The thing about baseball more than any other sport is that having played a game, what you most want to do the next day is play it all over again. My aching bones certainly don't want to do it again, but my mind and heart do. But that is never possible (unless you play in the Major Leagues, and have six games a week). And it is certainly not possible for me this time as, in July, my competitive season has come to an end.

It's good to end with something new — and so on my last appearance I finally played my first game as a Herts Hawk. I have been on their roster all year, but spent most of my time trying to offer wisdom and experience (don't laugh) to the Raptors. Sadly it wasn't to be my first win of the season, as we were outplayed by an eight-man Sidewinders team.

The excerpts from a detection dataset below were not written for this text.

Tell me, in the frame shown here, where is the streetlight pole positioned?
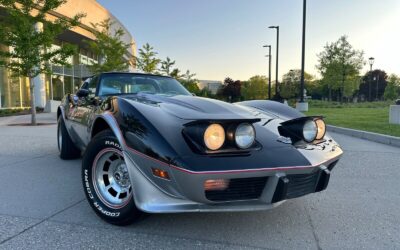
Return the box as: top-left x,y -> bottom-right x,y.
368,57 -> 375,101
263,45 -> 271,100
300,0 -> 307,102
268,26 -> 279,97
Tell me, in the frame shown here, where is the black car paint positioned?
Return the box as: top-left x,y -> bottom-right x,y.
63,74 -> 310,171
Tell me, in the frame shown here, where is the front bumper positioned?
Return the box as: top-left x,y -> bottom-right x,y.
124,145 -> 342,213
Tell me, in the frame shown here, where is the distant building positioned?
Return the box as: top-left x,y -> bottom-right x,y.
197,80 -> 223,95
0,0 -> 136,109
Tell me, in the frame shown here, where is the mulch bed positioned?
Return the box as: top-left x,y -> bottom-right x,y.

The Hawks are a different bag of fish to the Raptors in many ways. There is lots of talent on the team, and it plays with a positive spirit, but is probably disappointed with its results. I played a role in preventing the win this time around, so I am certainly not here to find fault! As further examples of the “value added” plays I was talking about last week, I caught two straightforward fly balls, but dropped two tougher balls which I had run down successfully but then needlessly put on the ground. It all exemplified the frustration I talked about last week.

It was a busy day in the outfield, and early in the game a booming hit came my way. It was sort of a fly ball, but was a little lower and a little faster than that. At first as I backtracked I thought I would make it, though it would be tough. For anyone who saw Ben Zobrist's catch for the Rays yesterday, it would have looked like that. But I didn't reach it, the ball bounced barely a yard shy of the home run fence and skipped over. I kicked myself about that, so you can imagine what I did later when I carefully chased down a shallow fly ball in left-centre, only to see it bobble out of my glove. I'm still not sure how I dropped it — guru Kal said I had overrun it, so he is probably right, but I maybe just didn't squeeze the glove at the right half-second.

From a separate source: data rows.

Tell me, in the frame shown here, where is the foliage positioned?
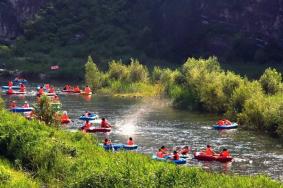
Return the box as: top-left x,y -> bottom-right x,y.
35,95 -> 59,126
0,158 -> 39,188
0,111 -> 281,187
259,68 -> 282,95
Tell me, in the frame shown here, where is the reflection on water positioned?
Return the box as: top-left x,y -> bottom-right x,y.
2,95 -> 283,180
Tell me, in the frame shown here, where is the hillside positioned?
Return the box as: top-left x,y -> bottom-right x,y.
0,0 -> 283,79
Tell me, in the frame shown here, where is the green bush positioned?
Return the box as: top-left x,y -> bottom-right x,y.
259,68 -> 282,95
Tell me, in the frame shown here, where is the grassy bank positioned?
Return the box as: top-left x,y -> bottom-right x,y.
0,111 -> 282,187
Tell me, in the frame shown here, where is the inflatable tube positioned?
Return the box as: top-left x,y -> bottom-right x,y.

I managed to redeem myself with two catches, and by hitting a 2-RBI double — so imagine my vibes when I then dropped another outfield ball! And that was to be my last actual play of the season. D'oh! Again it was shallow, a sinking liner, but I had seen it early and was running in so called off Tak from left field. I maybe took my eye off it as I saw him, though I should stress he did absolutely nothing wrong! Again I reached it and again the ball went down.

Other Hawks did a far better job than me, I am happy to say. Perrie made good plays from third base and, perhaps more importantly, smart plays. Knowing instantly where to throw the ball is one of the toughest things on the infield, and he did it with a sixth sense. Simon made a tremendous double play from shortstop, catching a bloop over his shoulder then making the quick throw to get the runner straying off second. And Greg showed me how it's done, taking a pop-up on the first base line even as the runner attempted to crash into him and put him off. He did crash into Greg, and they all went down in a heap, but the catch was made and the inning was over. Single-minded fielding.

So, for me, the season is over. Two weeks of work and then a summer holiday will keep me away from our remaining games. Despite my incessant grumbling on these pages, it has been great fun. Herts still shows the ideal way to play amateur sports — with passion to win, but with the ultimate aim of sharing the joy of playing. Raptors players have really come on, and have stuck with baseball despite learning some tough lessons. I don't think my own game has come on much, although I did get my first experiences of pitching and umpiring. On the positive side, I can say that after two years after stepping away from the outfield I can now volunteer myself to play almost anywhere on the diamond. Maybe next year, I'll be pulling on the tools of ignorance as the league's skinniest catcher …. OK maybe not.